Here's a rather specific scenario I'm facing at the moment. I've called super enhancers using K27AC data from various tissue samples, each with several biological replicates. I plan on identifying overlapping super enhancers for each tissue type with the following code as explained by you (Alex) in
this forum post.
$ bedops --everything file1.bed file2.bed ... fileN.bed \
| bedmap --echo-map --fraction-both 0.6 - \
| awk '(split($0, a, ";") > 1)' - \
| sed 's/\;/\n/g' - \
| sort-bed - \
| uniq - \
> answer.bed
My ultimate goal is to identify super enhancers unique to each tissue type. However, I don't want to define "unique" as having no overlap between the features, as they are often 100's of kbs in length and random overlap may occur to some extent. So my question is if there's a way to identify regions that only overlap by a specified percentage (or not at all). So rather than a minimum overlap, you use a maximum overlap.
I'm also having trouble getting the above code to output in a format that's amenable to what I'm doing.

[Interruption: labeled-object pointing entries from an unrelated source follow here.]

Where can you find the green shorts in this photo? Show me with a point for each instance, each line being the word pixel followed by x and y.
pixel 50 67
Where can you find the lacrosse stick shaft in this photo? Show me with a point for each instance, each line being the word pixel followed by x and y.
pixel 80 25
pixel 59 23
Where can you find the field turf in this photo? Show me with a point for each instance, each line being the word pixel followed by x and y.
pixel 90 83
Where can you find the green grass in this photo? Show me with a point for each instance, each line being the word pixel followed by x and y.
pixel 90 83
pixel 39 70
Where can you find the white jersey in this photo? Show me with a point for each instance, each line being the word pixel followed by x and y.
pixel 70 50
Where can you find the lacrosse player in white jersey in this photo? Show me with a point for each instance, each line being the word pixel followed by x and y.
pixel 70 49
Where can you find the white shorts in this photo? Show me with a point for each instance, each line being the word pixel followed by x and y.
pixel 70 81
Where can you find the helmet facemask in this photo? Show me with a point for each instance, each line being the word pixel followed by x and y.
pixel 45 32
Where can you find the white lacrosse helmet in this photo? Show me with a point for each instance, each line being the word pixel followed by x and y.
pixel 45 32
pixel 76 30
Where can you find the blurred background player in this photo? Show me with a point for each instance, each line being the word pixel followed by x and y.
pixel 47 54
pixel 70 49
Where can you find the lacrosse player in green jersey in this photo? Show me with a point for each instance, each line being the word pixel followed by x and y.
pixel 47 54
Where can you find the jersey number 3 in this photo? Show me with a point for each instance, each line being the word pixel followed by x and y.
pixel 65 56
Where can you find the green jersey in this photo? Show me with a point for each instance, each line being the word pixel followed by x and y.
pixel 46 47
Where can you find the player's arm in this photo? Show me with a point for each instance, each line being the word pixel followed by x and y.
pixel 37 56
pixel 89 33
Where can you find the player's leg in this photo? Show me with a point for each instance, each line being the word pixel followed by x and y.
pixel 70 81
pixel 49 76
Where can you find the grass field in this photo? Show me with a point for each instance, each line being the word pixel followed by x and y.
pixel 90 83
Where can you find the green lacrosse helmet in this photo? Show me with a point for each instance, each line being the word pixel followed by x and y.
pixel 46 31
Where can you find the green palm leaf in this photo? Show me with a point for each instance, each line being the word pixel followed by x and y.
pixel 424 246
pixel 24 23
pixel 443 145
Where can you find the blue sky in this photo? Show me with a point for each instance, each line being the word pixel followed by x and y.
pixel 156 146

As an example, given that my input samples look like:
chr1 1000 1500 sample1 nearest_gene
chr1 1450 1700 sample1 nearest_gene2
chr1 2000 2500 sample1 nearest_gene3
and
chr1 1400 1500 sample2 nearest_gene
chr1 1450 1700 sample2 nearest_gene2
chr1 3000 3500 sample2 nearest_gene3
I'd like an output like:
chr1 1000 1500 sample1;sample2 nearest_gene_s1;nearest_gene_s2
chr1 1450 1700 sample1;sample2 nearest_gene_s1;nearest_gene_s2
chr1 3000 3500 sample2 nearest_gene3
As it stands now, the elements are repeated as many times as they are found in the sample files (twice each for the elements that overlap in my example). I am admittedly pretty poor with awk/sed, and while whipping up a script to give the output I'd like would be a simple task, I was wondering if there was a better way.
I apologize if this is well documented somewhere. The multi-input methodology of this suite made me jump ship from bedtools to bedops, so you have a new fan, at the least. Any help would be much appreciated. Thanks!